Laws' current petition challenging his 2004 conviction meets the second-or-successive criteria. See Crone v. Cockrell, 324 F.3d 833, 837-38 (5th Cir. 2003). To the extent his petition re-urges habeas claims that were dismissed in his earlier federal proceedings, his claims must be dismissed under 28 U.S.C. § 2244(b)(1). To the extent he argues that he brings new claims that could not have been previously discovered, this Court lacks jurisdiction over his claims because he has not directed the Court's attention to any order from the Fifth Circuit authorizing the filing of his petition. Therefore, even assuming that Laws could satisfy the strict standards in 28 U.S.C. § 2244(b)(2) for new claims, this Court would lack jurisdiction over the claims. See 28 U.S.C. § 2244(b)(3)(A); Adams, 679 F.3d at 321; Crone, 324 F.3d 837-38. Additionally, based on Laws' litigation history, the Court determines that the current petition is an abuse of the writ. See Cain, 137 F.3d at 235.
For the reasons stated above, the Court will dismiss this habeas action as an unauthorized successive writ.
III. CERTIFICATE OF APPEALABILITY
Habeas corpus actions under 28 U.S.C. § 2254 or § 2255 require a certificate of appealability to proceed on appeal. 28 U.S.C. § 2253(c)(1); Miller-El v. Cockrell, 537 U.S. 322, 335-36 (2003). Rule 11 of the Rules Governing Section 2254 Cases requires a district court to issue or deny a certificate of appealability when entering a final order that is adverse to the petitioner.
A certificate of appealability will not issue unless the petitioner makes “a substantial showing of the denial of a constitutional right, ” 28 U.S.C. § 2253(c)(2), which requires a petitioner to demonstrate “‘that reasonable jurists would find the district court's assessment of the constitutional claims debatable or wrong.'” Tennard v. Dretke, 542 U.S. 274, 282 (2004) (quoting Slack v. McDaniel, 529 U.S. 473, 484 (2000)). Under the controlling standard, a petitioner must show “that reasonable jurists could debate whether (or, for that matter, agree that) the petition should have been resolved in a different manner or that the issues presented were adequate to deserve encouragement to proceed further.” Miller-El, 537 U.S. at 336 (cleaned up).
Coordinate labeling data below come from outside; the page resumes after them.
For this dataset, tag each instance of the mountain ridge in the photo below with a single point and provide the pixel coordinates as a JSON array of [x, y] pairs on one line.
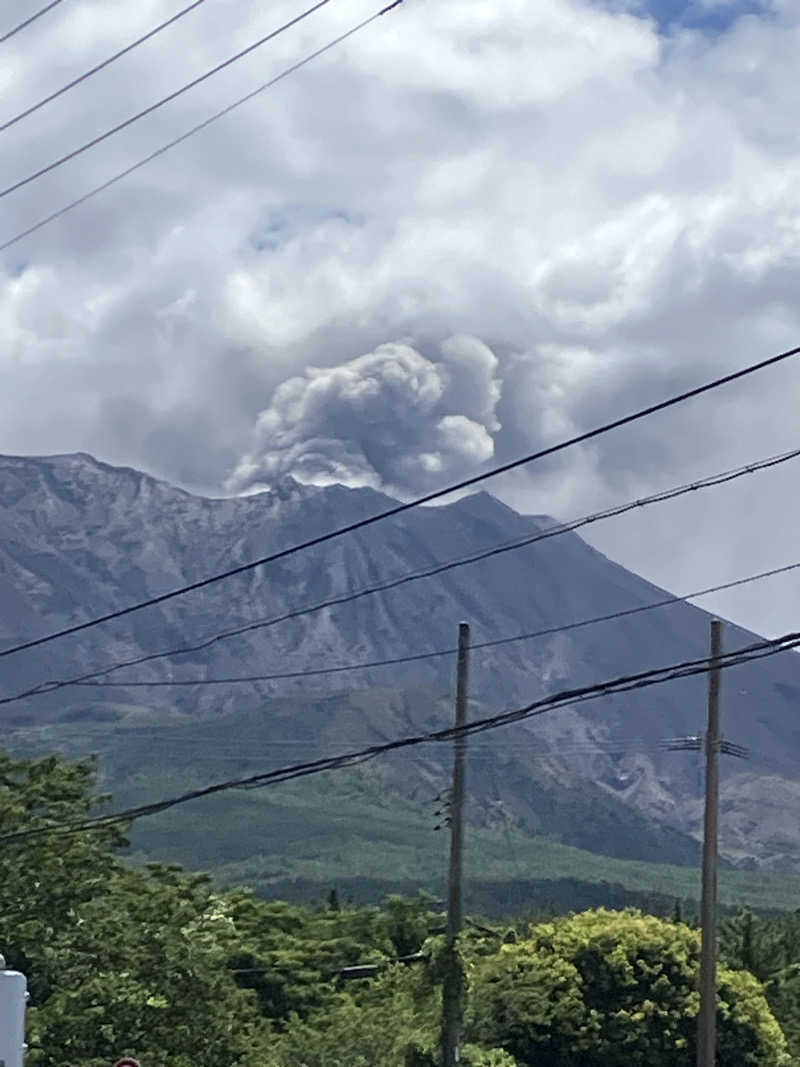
[[79, 538]]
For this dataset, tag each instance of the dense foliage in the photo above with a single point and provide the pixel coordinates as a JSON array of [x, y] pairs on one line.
[[160, 965]]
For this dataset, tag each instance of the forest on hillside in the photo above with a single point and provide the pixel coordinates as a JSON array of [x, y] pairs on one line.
[[162, 965]]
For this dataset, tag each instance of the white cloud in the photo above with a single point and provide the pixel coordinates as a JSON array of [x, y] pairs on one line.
[[613, 212]]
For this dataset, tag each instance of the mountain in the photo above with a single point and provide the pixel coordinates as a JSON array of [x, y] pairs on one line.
[[79, 538]]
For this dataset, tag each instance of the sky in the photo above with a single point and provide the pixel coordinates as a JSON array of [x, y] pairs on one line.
[[468, 232]]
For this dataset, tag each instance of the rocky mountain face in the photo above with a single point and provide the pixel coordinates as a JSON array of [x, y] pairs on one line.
[[79, 538]]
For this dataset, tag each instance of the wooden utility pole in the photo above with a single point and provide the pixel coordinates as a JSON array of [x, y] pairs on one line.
[[452, 986], [707, 1017]]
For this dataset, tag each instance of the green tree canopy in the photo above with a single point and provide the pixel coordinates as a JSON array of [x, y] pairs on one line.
[[614, 989]]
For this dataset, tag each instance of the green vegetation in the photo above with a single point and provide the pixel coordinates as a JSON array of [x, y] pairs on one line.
[[163, 966], [298, 839], [353, 830]]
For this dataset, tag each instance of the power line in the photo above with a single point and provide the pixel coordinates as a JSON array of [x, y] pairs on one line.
[[27, 22], [556, 530], [196, 129], [159, 104], [627, 683], [477, 647], [99, 66], [398, 509]]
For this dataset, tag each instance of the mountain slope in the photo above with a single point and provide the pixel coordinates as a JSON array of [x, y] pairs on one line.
[[79, 538]]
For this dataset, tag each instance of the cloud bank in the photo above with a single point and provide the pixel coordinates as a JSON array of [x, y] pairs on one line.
[[608, 211]]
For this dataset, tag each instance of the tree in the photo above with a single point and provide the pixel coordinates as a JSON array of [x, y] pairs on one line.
[[118, 961], [614, 989]]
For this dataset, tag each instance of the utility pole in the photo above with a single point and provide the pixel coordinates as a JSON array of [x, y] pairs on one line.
[[713, 744], [13, 1000], [707, 1017], [452, 985]]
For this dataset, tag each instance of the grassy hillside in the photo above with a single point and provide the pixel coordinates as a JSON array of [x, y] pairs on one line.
[[300, 840], [347, 829]]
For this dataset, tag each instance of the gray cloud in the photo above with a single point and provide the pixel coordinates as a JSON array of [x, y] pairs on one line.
[[613, 212], [392, 418]]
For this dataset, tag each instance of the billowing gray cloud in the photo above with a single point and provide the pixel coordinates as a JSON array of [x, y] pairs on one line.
[[611, 210], [392, 418]]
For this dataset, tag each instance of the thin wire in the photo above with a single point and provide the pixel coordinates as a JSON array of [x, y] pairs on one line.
[[27, 22], [282, 675], [398, 509], [99, 66], [160, 104], [53, 685], [196, 129], [624, 684]]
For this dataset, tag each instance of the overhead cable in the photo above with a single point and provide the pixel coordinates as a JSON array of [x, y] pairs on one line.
[[31, 18], [627, 683], [400, 508], [556, 530], [479, 646], [99, 66], [160, 104], [195, 129]]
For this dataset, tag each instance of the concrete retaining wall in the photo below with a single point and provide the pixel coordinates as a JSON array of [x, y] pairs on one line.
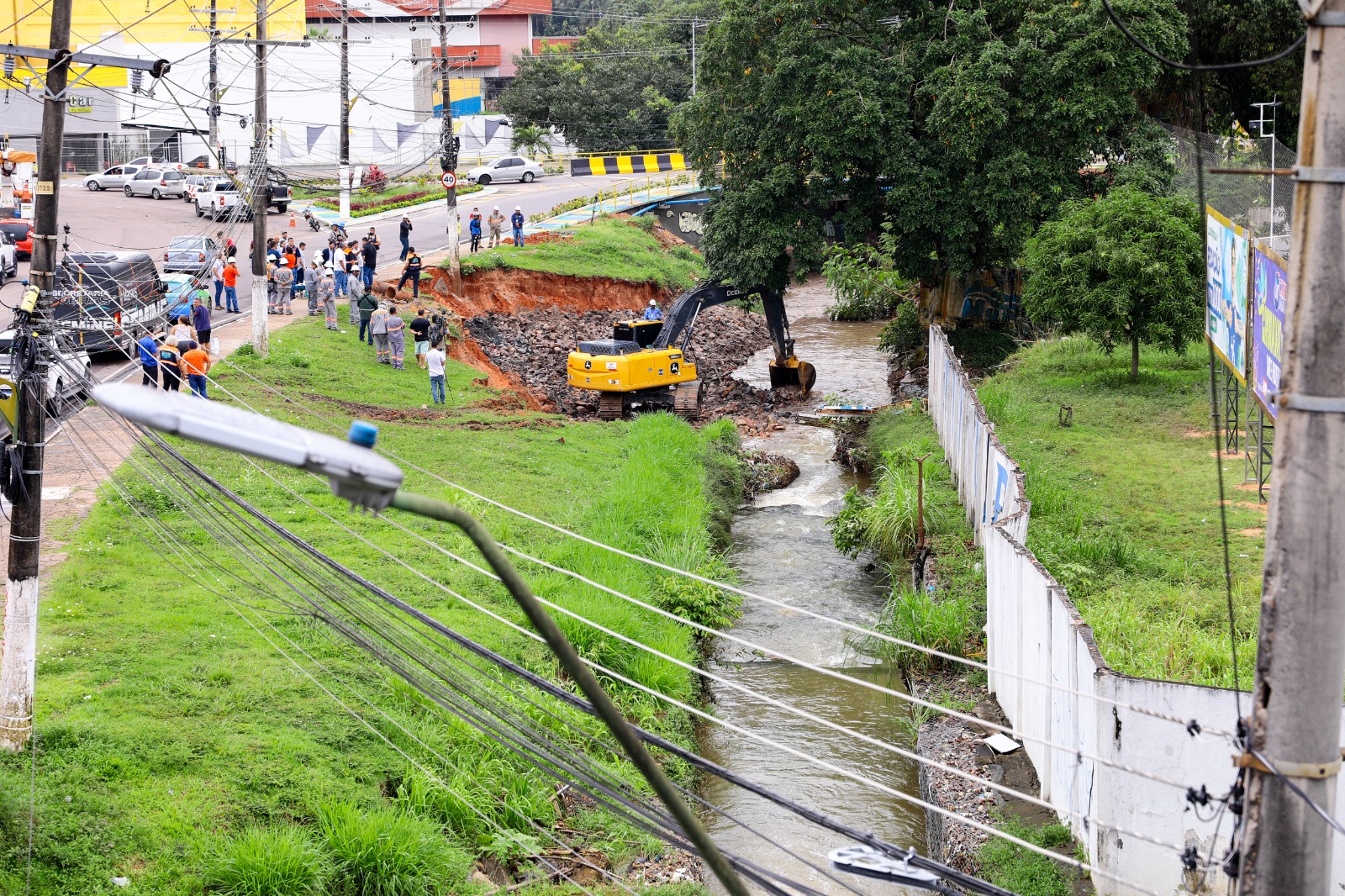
[[1040, 650]]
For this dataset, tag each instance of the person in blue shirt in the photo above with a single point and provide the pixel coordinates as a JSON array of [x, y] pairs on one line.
[[474, 226], [517, 222], [148, 361]]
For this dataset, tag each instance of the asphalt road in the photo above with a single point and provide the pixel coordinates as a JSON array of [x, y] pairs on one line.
[[111, 221]]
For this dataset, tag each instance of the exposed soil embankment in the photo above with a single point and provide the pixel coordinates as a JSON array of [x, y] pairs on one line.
[[533, 346]]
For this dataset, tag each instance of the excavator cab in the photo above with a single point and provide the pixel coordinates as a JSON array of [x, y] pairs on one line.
[[643, 363]]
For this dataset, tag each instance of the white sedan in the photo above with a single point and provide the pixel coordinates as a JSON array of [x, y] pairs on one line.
[[506, 168]]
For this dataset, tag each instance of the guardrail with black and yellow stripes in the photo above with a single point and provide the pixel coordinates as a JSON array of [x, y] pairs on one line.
[[641, 163]]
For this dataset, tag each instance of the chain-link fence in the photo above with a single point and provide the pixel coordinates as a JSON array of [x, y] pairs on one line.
[[1263, 203]]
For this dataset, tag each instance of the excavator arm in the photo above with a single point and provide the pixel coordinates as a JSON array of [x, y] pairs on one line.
[[679, 322]]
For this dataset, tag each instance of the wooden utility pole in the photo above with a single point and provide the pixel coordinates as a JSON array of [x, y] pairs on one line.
[[18, 661], [1295, 710], [448, 158], [261, 190]]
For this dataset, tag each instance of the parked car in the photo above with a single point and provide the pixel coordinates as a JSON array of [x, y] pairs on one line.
[[69, 373], [108, 299], [20, 235], [156, 183], [506, 168], [194, 183], [8, 259], [193, 255], [178, 298], [113, 178]]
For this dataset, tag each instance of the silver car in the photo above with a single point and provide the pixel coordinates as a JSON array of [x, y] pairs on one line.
[[194, 255], [506, 168], [113, 178], [156, 183]]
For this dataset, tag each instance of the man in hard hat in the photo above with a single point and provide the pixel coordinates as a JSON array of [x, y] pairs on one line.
[[517, 222], [495, 222]]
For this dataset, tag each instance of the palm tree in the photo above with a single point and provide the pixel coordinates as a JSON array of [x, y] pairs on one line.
[[530, 140]]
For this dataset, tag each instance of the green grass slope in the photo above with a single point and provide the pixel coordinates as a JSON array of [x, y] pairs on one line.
[[1125, 506], [175, 743], [615, 248]]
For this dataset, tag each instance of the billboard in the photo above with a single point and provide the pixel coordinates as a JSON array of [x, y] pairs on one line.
[[1270, 295], [1226, 291]]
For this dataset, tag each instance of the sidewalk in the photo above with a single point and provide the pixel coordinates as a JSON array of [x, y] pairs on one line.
[[87, 447]]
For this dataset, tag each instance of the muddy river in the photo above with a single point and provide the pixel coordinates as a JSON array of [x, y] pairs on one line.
[[783, 549]]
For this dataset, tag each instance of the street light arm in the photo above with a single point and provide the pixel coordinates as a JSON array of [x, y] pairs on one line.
[[580, 673]]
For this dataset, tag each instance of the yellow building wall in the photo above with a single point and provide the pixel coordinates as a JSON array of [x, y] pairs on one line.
[[96, 19]]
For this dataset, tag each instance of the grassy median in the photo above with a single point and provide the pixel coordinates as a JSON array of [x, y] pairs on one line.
[[175, 744]]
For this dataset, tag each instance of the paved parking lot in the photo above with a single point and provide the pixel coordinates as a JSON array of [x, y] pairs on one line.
[[111, 221]]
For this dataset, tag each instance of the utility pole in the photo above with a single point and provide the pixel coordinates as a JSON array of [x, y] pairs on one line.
[[1295, 710], [214, 84], [19, 650], [261, 188], [448, 156], [343, 212]]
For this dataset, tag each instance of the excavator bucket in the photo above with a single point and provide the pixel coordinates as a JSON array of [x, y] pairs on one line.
[[795, 373]]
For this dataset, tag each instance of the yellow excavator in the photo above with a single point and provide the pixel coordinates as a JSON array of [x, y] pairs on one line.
[[643, 365]]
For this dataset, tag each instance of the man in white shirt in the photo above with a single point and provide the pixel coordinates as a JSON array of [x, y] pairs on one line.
[[435, 360], [217, 271]]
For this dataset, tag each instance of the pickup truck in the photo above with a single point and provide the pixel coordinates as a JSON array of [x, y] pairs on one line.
[[219, 199]]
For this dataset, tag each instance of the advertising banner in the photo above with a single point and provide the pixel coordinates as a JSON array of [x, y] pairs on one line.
[[1226, 291], [1270, 293]]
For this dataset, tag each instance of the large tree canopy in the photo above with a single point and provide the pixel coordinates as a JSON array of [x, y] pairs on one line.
[[1126, 268], [965, 124]]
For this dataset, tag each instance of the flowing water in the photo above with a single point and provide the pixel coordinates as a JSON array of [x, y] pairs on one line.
[[783, 549]]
Where denial of relief is based on procedural grounds, the petitioner must show not only that “jurists of reason would find it debatable whether the petition states a valid claim of the denial of a constitutional right, ” but also that they “would find it debatable whether the district court was correct in its procedural ruling.” Slack, 529 U.S. at 484.
A district court may deny a certificate of appealability, sua sponte, without requiring further briefing or argument. Alexander v. Johnson, 211 F.3d 895, 898 (5th Cir. 2000). After careful review of the record and the applicable law, the Court concludes that reasonable jurists would not find its assessment of the claims debatable or wrong. Because the petitioner does not allege facts showing that his claims could be resolved in a different manner, a certificate of appealability will not issue in this case.
IV. CONCLUSION
Based on the foregoing, the Court ORDERS as follows:
1. This habeas action is DISMISSED without prejudice as an unauthorized successive petition.
2. All pending motions, if any, are DENIED as moot.
3. A certificate of appealability is DENIED.
The Clerk will provide copies of this order to the parties.